F. M. Balfour is at Kew today.
The Acacia must be Belt’s "Bulls’ horns".
The complexity of Utricularia has driven Frank and CD almost mad. Suspects it is necrophagous, i.e., it cannot digest, but absorbs decaying animal matter.
Foster is certainly in error. Every insect that Drosera catches causes aggregation.
Two Nepenthes have devoured two pieces of fibrin [sketch shows size] in three days.
Has CD any objection to JDH’s giving an account of CD’s Drosera observations at Belfast [BAAS meeting] in a résumé of pitcher-plant results ["Address to the department of botany and zoology", Rep. BAAS 44 (1874): 102–16]?
"It is grand about Nepenthes."
JDH is welcome to notice in any way any of CD’s published or unpublished results with insectivorous plants. Gives an abstract of his observations on Drosera.
Stupefied by CD’s trouble and kindness. All he wanted for Belfast meeting was assurance that mention of published work on Drosera, etc., in Nature, etc., would not interfere with CD’s book.
Would like his Nepenthes results to go to CD or to Royal Society, but prefers CD take them.
Cephalotus very puzzling.
Peas and cabbage grow twice as fast after two days’ immersion in Nepenthes as when placed in distilled water, but four days’ immersion seems to kill them.

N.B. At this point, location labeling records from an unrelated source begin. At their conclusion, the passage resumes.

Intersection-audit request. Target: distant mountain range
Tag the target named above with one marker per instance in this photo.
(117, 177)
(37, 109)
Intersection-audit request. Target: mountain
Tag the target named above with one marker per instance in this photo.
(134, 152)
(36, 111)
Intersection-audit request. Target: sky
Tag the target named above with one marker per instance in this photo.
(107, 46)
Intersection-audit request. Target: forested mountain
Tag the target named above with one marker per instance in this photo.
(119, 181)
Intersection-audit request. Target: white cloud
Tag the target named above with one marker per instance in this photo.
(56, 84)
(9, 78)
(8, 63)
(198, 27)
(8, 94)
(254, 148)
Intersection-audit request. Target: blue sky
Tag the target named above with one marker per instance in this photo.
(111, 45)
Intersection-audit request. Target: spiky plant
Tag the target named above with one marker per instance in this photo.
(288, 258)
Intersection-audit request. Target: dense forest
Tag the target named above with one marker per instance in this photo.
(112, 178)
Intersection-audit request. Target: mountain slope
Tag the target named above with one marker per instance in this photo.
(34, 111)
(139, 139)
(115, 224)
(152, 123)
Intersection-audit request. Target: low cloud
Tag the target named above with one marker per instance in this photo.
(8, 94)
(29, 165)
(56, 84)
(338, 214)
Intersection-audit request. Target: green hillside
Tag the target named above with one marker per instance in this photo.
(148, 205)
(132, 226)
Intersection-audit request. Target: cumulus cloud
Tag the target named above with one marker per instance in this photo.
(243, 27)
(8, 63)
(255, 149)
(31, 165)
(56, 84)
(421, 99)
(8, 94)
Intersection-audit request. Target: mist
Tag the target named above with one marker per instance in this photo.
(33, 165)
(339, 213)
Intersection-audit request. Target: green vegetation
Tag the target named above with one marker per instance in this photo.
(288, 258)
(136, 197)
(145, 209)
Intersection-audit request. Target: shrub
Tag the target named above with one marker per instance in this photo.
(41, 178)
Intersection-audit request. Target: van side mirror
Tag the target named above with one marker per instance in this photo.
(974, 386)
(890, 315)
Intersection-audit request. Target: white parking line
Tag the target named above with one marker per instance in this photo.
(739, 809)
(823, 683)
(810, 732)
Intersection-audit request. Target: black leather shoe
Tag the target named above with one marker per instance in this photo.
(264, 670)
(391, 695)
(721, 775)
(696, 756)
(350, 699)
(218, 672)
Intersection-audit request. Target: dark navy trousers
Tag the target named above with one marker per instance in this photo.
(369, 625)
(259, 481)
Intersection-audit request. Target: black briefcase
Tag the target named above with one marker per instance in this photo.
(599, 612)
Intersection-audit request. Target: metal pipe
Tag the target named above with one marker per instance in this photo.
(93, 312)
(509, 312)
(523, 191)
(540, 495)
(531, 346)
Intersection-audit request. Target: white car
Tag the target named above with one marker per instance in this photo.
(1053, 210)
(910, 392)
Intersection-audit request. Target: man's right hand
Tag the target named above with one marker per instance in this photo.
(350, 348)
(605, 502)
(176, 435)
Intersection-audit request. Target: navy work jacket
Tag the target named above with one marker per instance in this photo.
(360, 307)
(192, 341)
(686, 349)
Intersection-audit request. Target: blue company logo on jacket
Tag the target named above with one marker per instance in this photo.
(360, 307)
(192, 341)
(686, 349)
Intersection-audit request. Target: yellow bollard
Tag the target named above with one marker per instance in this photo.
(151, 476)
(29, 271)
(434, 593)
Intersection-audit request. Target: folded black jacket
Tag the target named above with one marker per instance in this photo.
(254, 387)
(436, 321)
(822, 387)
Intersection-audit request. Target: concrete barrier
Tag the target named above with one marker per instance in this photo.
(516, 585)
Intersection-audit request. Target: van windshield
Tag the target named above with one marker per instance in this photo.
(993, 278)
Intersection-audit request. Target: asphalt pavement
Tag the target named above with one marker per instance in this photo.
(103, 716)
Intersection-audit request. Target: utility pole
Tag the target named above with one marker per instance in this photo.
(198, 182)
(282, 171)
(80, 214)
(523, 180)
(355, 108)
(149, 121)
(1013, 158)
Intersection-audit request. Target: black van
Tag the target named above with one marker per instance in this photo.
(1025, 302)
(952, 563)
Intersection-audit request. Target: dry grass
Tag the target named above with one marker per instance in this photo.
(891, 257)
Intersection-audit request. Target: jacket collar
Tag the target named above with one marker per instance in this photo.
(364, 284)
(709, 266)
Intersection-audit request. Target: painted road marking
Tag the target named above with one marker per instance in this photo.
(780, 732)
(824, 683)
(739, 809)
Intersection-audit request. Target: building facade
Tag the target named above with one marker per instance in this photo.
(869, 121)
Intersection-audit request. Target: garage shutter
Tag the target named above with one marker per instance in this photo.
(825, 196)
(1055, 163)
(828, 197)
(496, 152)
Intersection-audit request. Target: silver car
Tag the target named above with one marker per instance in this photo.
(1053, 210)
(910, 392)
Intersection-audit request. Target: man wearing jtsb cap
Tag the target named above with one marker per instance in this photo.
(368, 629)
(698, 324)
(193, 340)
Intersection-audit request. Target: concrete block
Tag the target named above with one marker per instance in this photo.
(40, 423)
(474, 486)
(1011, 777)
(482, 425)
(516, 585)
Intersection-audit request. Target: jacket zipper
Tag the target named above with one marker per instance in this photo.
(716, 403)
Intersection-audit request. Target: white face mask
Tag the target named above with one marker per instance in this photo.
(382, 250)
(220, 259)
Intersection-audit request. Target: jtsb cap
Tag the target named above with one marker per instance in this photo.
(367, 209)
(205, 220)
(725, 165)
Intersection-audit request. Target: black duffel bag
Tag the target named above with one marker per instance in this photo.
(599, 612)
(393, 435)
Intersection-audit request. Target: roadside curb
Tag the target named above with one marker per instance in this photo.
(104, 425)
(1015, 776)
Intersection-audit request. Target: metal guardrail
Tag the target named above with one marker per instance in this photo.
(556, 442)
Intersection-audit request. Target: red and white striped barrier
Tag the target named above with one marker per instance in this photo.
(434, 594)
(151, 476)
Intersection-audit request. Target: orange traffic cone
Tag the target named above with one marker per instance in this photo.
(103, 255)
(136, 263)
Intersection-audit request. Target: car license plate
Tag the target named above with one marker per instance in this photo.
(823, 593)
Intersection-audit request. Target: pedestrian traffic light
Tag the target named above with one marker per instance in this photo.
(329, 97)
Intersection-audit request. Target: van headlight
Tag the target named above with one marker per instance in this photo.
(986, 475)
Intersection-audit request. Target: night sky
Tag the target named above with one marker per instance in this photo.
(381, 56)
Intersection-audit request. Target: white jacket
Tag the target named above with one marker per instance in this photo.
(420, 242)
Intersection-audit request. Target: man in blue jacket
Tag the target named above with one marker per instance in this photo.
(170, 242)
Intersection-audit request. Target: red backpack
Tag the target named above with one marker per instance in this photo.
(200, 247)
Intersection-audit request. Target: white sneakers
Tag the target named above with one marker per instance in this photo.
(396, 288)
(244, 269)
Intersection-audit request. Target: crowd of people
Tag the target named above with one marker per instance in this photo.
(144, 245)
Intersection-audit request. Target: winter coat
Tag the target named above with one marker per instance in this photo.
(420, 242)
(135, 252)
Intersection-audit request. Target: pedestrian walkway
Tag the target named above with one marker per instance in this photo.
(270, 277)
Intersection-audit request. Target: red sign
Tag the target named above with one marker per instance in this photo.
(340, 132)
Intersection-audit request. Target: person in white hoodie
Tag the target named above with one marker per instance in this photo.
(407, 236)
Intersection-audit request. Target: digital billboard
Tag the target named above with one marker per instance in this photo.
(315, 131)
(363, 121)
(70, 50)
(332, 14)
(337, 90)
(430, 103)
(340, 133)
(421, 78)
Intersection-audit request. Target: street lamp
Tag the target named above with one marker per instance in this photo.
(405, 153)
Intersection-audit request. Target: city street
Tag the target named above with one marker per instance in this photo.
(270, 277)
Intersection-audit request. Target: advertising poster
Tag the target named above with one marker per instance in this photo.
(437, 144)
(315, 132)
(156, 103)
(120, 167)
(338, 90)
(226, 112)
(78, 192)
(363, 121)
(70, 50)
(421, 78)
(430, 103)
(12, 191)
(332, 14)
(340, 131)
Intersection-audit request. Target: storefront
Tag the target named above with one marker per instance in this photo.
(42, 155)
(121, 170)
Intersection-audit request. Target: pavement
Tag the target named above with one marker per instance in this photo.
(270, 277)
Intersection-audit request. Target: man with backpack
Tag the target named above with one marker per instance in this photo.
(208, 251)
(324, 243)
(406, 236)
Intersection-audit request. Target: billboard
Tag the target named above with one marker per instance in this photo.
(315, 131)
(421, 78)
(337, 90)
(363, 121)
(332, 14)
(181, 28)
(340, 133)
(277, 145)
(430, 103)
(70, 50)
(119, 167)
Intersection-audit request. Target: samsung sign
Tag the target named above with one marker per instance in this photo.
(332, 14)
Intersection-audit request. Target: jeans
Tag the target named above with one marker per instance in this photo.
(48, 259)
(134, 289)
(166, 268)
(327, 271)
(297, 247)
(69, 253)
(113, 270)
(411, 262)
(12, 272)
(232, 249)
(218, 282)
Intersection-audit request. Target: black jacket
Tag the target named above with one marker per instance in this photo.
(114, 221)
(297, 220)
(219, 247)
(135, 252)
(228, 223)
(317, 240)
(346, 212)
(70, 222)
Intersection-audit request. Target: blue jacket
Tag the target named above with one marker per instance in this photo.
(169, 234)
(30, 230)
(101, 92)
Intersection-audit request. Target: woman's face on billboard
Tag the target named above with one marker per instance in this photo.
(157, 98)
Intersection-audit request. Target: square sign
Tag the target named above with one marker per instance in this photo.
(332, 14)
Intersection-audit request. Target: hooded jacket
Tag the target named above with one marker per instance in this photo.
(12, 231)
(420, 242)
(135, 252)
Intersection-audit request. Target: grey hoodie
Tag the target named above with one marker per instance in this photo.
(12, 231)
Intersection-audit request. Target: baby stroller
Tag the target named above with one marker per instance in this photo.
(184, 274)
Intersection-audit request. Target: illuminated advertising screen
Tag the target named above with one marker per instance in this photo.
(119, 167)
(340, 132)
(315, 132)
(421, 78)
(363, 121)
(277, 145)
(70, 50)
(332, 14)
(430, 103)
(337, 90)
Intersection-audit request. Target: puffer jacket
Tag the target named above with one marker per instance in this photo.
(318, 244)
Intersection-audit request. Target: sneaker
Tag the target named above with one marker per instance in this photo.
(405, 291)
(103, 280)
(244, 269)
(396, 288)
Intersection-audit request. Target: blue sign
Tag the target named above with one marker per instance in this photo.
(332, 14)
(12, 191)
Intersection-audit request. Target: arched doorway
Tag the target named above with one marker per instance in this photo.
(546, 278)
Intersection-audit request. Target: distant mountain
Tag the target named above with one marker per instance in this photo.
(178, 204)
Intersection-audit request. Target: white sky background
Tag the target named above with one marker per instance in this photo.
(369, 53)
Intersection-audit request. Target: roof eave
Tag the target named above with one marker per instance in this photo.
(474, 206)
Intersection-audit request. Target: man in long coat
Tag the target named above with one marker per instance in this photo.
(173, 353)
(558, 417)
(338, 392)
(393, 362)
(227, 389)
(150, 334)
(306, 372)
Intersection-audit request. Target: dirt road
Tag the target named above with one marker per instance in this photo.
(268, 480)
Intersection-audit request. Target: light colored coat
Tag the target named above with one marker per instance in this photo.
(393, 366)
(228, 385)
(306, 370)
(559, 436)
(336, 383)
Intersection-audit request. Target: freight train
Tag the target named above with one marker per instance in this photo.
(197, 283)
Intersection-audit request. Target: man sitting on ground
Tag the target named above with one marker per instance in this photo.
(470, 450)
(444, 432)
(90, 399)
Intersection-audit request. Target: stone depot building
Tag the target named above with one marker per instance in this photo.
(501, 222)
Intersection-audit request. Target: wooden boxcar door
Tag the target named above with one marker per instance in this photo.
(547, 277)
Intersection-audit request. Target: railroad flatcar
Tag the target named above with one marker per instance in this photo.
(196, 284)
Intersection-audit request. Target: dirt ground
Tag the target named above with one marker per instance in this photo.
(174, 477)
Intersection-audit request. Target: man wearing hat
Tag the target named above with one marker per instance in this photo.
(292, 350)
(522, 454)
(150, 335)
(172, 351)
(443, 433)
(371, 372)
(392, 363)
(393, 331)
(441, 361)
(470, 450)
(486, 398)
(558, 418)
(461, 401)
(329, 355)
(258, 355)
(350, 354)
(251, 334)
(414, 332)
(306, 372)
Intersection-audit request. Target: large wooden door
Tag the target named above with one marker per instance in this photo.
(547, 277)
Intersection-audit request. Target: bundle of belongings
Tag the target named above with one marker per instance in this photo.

Has a splendid Australian Drosera twice as big as D. rotundifolia.
JDH should do as he likes with insectivorous plant materials.
He has always thought telling JDH what he has been doing was as good as publishing.
Cephalotus seems as horrid a puzzle as Utricularia.
Nepenthes will turn out a great job if the pitchers of different species act differently. JDH’s paper on Nepenthes [Rep. BAAS 44 (1874): 102–16] is too long for CD’s book. Well deserves a place in Philosophical Transactions.